Milky Way
A detailed map of the Milky Way Galaxy has just been released. Pictured: A picture taken late on August 12, 2018 shows meteors crossing the night sky past the Milky Way during the annual 'Perseid' meteor show, in the mountain area of Tannourine in northern Lebanon. Getty Images/Joseph Eid

The Milky Way Galaxy is so vast that it would be impossible to view it in its entirety, but a stunning new map now gives us the chance to see our galaxy and its surrounding cosmic neighbors in one image.

Scientists at the the University of Hawaiʻi at Mānoa's (UH) Institute for Astronomy (IfA), in cooperation with the Space Telescope Science Institute (STScI) in Baltimore, Maryland, compiled four years of observations by the Pan-STARRS — the Panoramic Survey Telescope and Rapid Response System — in Maui, Hawaii, to create a stunning map of the Milky Way Galaxy.
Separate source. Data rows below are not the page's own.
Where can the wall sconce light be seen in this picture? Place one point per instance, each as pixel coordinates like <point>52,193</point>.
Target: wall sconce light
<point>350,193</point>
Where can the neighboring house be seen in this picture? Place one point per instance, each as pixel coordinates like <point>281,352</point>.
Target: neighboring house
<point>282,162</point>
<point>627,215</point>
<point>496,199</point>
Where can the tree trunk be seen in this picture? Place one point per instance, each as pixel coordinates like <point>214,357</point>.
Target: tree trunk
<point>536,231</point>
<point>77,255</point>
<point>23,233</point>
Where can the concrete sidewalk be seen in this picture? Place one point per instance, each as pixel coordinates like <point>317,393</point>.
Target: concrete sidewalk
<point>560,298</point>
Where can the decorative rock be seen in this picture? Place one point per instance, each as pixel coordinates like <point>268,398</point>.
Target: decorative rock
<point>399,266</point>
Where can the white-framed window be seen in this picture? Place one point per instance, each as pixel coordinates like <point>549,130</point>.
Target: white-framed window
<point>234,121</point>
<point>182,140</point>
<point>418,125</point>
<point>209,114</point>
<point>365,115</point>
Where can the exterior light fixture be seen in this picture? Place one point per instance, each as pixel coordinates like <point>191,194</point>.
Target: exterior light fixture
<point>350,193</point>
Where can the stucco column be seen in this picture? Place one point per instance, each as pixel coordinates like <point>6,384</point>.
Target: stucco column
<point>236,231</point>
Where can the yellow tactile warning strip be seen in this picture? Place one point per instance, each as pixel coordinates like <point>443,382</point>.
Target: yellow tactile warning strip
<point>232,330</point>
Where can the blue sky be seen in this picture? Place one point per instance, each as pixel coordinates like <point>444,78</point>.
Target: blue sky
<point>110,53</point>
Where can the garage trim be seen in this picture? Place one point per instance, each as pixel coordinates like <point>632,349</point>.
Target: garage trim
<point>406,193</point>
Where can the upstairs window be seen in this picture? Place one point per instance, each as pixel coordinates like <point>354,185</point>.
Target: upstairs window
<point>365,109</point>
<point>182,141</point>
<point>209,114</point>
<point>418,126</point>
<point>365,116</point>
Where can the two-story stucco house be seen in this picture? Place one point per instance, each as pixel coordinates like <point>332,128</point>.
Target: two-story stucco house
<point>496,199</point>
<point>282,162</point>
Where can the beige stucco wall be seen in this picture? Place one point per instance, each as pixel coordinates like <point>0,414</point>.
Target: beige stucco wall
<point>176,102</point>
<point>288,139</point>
The mosaic image, which shows over 800 million stars, galaxies and other interstellar objects, has been dubbed by UH the biggest release of astronomical data of all time.

"We put the universe in a box and everyone can take a peek," Conrad Holmberg, a database engineer on the project, said in a statement.

UH and STScI have released 1.6 billion petabytes (1.6 million gigabytes) of data recorded by the Pan-STARRS telescope since 2010. The imaging data from Pan-STARRS is apparently equivalent to two billion selfies or 30,000 times Wikipedia's entire text content.

Of course, the new map doesn't actually show the entire universe, just the sky visible over Hawaii, centered on the North Star, Polaris. Pan-STARRS scanned the sky 12 times in five filters over the course of four years in order to create the incredibly detailed image.

In the new cosmic map, the Milky Way galaxy is right in the center, showing up as a big, red smear slicing through the image. Along the bottom of the frame, the Milky Way appears brighter as this is where the galaxy's black hole-powered center is located.

IfA researcher and a key designer of the PS1 database Heather Flewelling said in a statement that we have only scratched the surface in terms of astronomical discoveries.

“Pan-STARRS DR2 represents a vast quantity of astronomical data, with many great discoveries already unveiled,” Flewelling stated. “These discoveries just barely scratch the surface of what is possible, however, and the astronomy community will now be able to dig deep, mine the data and find the astronomical treasures within that we have not even begun to imagine.”

According to UH's website, one of the goals of Pan-STARRS' survey, which took about four years to complete, was to observe and track objects that move and are transient. This includes asteroids that may pose a threat to the Earth.